Politik : Rentenreform: Einigkeit bei Invalidenrente

Regierung und Opposition wollen den ersten Schritt der geplanten Rentenreform trotz ihrer grundsätzlichen Differenzen gemeinsam gehen. Bundesarbeitsminister Walter Riester (SPD) stieß am Donnerstag im Bundestag mit einem Appell zur Zusammenarbeit bei der Neuregelung der Invalidenrente bei der Opposition auf positive Resonanz. Union und FDP sagten zu, diesen schon zu Beginn des nächsten Jahres wirksam werdenden Teilaspekt der Reform in der parlamentarischen Beratung konstruktiv zu begleiten. Die Grünen riefen die Union dazu auf, auch beim Rest der Reform konsensbereit zu sein.

Riester betonte, dass die Reform sozial ausgeglichen sei. Ein Beleg dafür seien die Pläne für die Renten für Erwerbsunfähige und Erwerbsgeminderte. Sie würden sich so auswirken, dass für Menschen mit halber Erwerbsfähigkeit die volle Erwerbsminderungsrente garantiert sei. Zudem wolle die Bundesregierung in zwei Jahren in Zusammenarbeit mit der Wirtschaft 50 000 zusätzliche Arbeitsplätze für Schwerbehinderte schaffen und mit ihrer Initiative zu einem Rechtsanspruch auf Teilzeitarbeit die Lage auch von Erwerbsgeminderten verbessern.

Allgemein hob Riester zur von ihm geplanten Rentenreform hervor, dass sie die Alterssicherung nicht nur sozial, sondern auch zukunftssicher und bezahlbar gestalten werde. Der Staat werde erhebliche Mittel für die Unterstützung des Aufbaus einer privaten Altersvorsorge für Gering- und Mittelverdiener und Familien mit Kindern zur Verfügung stellen. Vorgesehen sind insgesamt 19,5 Milliarden Mark bis 2008. Riester strich zudem heraus, dass die Reform die Rentenansprüche derer verbessern werde, die Kindererziehung mit Erwerbstätigkeit verbänden oder sich ausschließlich der Kindererziehung widmeten.

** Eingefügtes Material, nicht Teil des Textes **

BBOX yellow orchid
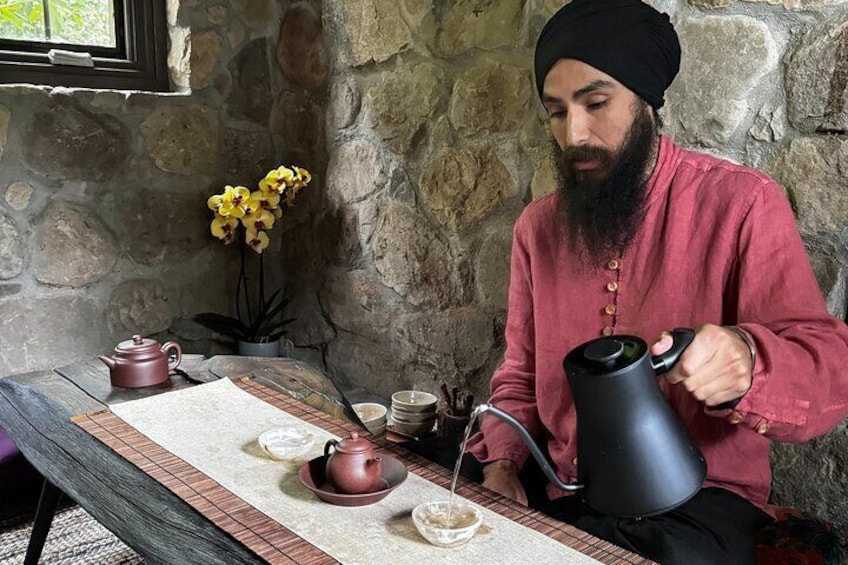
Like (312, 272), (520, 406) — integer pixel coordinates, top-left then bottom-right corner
(198, 161), (312, 343)
(292, 167), (312, 186)
(244, 230), (271, 254)
(241, 208), (275, 232)
(242, 190), (263, 216)
(209, 215), (238, 245)
(255, 190), (280, 211)
(218, 185), (250, 218)
(259, 166), (295, 194)
(206, 194), (224, 213)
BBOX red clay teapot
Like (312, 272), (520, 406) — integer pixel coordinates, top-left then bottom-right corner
(100, 335), (183, 388)
(324, 432), (386, 494)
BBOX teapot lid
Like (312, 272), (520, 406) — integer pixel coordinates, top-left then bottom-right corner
(336, 431), (374, 453)
(115, 335), (159, 353)
(563, 335), (648, 375)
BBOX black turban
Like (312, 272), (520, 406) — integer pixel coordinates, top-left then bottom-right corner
(535, 0), (680, 108)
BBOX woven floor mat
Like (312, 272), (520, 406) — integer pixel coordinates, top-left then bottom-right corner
(73, 378), (652, 565)
(0, 506), (144, 565)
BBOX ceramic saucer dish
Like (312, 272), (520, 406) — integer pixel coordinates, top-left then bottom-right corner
(256, 426), (315, 461)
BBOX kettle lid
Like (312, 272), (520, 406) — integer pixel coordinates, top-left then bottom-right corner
(115, 335), (159, 354)
(563, 335), (648, 375)
(336, 431), (374, 453)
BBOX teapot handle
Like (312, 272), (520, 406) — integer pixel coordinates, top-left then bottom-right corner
(324, 439), (339, 457)
(651, 328), (695, 375)
(651, 328), (742, 410)
(159, 341), (183, 371)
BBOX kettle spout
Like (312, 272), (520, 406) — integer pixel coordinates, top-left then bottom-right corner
(99, 355), (118, 369)
(471, 404), (585, 491)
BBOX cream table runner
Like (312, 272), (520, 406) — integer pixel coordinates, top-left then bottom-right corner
(110, 379), (599, 565)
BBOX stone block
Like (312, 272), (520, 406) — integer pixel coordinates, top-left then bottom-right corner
(371, 203), (458, 308)
(108, 279), (176, 335)
(328, 76), (362, 131)
(394, 307), (494, 380)
(21, 102), (130, 181)
(424, 0), (527, 57)
(189, 29), (221, 90)
(141, 105), (221, 176)
(474, 227), (512, 312)
(227, 39), (274, 125)
(327, 139), (388, 204)
(0, 106), (12, 158)
(419, 146), (515, 230)
(332, 0), (412, 67)
(450, 59), (536, 137)
(0, 214), (24, 280)
(29, 201), (117, 288)
(277, 4), (330, 90)
(0, 296), (111, 375)
(786, 8), (848, 134)
(366, 63), (446, 155)
(230, 0), (274, 29)
(666, 16), (778, 146)
(766, 137), (848, 234)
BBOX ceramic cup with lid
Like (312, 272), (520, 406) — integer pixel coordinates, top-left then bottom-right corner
(100, 335), (182, 388)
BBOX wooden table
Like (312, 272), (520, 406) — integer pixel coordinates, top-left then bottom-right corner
(0, 356), (358, 564)
(0, 356), (650, 564)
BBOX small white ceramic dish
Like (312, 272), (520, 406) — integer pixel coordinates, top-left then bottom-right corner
(392, 390), (438, 412)
(256, 426), (315, 460)
(392, 408), (436, 424)
(353, 402), (388, 426)
(412, 500), (483, 547)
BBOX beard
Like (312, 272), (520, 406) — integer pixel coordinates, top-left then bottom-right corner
(557, 103), (658, 265)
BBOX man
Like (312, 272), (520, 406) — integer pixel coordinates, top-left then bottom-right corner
(470, 0), (848, 565)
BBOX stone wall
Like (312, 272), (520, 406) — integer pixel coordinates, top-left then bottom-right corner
(0, 0), (314, 375)
(285, 0), (848, 523)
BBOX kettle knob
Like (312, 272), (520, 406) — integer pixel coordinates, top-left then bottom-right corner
(583, 339), (624, 368)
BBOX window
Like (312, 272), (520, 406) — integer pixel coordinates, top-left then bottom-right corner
(0, 0), (169, 90)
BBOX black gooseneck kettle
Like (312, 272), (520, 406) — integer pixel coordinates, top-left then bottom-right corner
(472, 328), (707, 517)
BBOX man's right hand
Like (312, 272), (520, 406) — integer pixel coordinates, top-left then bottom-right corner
(483, 459), (527, 506)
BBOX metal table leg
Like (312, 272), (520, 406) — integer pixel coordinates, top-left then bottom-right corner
(24, 479), (62, 565)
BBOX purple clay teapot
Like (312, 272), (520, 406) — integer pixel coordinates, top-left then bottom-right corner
(100, 335), (183, 388)
(324, 432), (386, 494)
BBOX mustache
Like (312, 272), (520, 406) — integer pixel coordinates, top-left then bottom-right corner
(560, 145), (615, 165)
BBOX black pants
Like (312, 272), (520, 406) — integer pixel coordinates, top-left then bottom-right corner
(463, 455), (771, 565)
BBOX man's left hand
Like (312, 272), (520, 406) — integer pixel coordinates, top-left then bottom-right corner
(651, 324), (753, 407)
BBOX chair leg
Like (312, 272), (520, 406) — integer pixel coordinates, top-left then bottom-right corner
(24, 479), (62, 565)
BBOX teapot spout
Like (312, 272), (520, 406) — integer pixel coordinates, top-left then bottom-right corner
(471, 404), (584, 491)
(99, 355), (118, 369)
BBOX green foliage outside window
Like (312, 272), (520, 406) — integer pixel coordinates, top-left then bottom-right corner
(0, 0), (115, 47)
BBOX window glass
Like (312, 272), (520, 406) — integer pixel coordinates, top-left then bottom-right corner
(0, 0), (117, 47)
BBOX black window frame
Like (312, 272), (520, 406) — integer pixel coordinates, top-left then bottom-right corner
(0, 0), (171, 92)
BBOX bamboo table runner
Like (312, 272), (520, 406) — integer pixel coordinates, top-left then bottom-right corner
(74, 379), (651, 565)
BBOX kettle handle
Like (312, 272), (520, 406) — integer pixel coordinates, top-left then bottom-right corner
(651, 328), (742, 411)
(651, 328), (695, 375)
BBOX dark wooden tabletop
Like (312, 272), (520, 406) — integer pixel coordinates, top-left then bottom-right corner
(0, 355), (352, 564)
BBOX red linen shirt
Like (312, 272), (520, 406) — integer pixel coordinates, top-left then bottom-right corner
(470, 137), (848, 506)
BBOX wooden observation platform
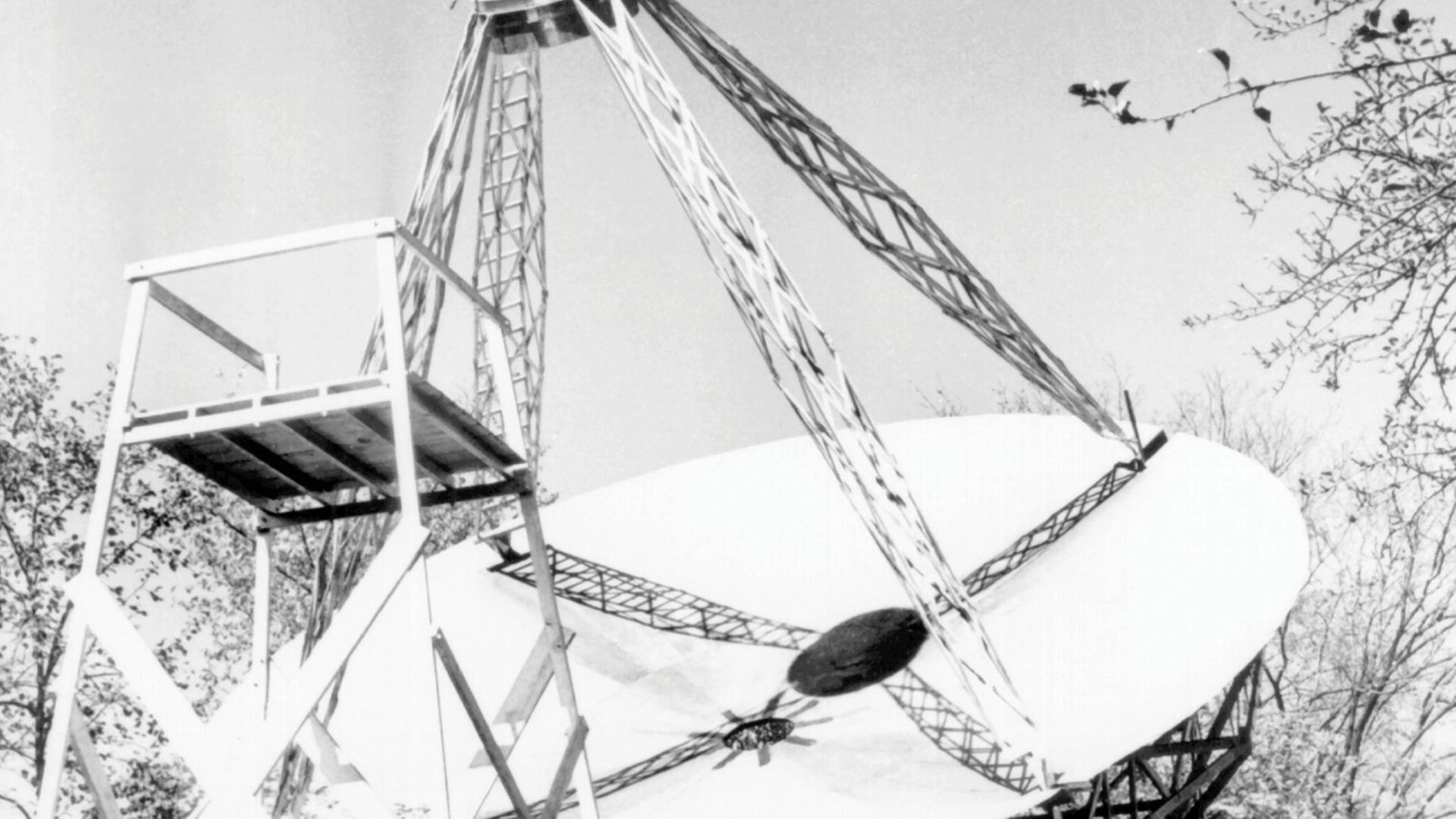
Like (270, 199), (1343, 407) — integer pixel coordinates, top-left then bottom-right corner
(132, 373), (526, 529)
(39, 218), (595, 819)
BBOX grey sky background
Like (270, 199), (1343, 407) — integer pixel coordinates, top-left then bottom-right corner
(0, 0), (1389, 494)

Der CDU-Sozialexperte Karl-Josef Laumann (CDU) sagte zur Invalidenrente: "Ich kann mir vorstellen, dass wir in dieser Frage der Politik im Deutschen Bundestag zwischen CDU und SPD einen Konsens erzielen können." Das gelte aber nicht für andere Punkte der Reform wie etwa den Ausgleichsfaktor zur Dämpfung des Rentenniveaus in seiner jetzt vorgesehenen Form. Die FDP-Rentenexpertin Irmgard Schwaetzer sagte die Mitarbeit der FDP bei der Invalidenrente zu, kritisierte aber, dass die Rentenreform insgesamt zu hohe Beiträge nach sich zöge. Die grüne Rentenpolitikerin Katrin Göring-Eckardt forderte die Opposition auf, sich bei der gesamten Reform konsensbereit zu zeigen.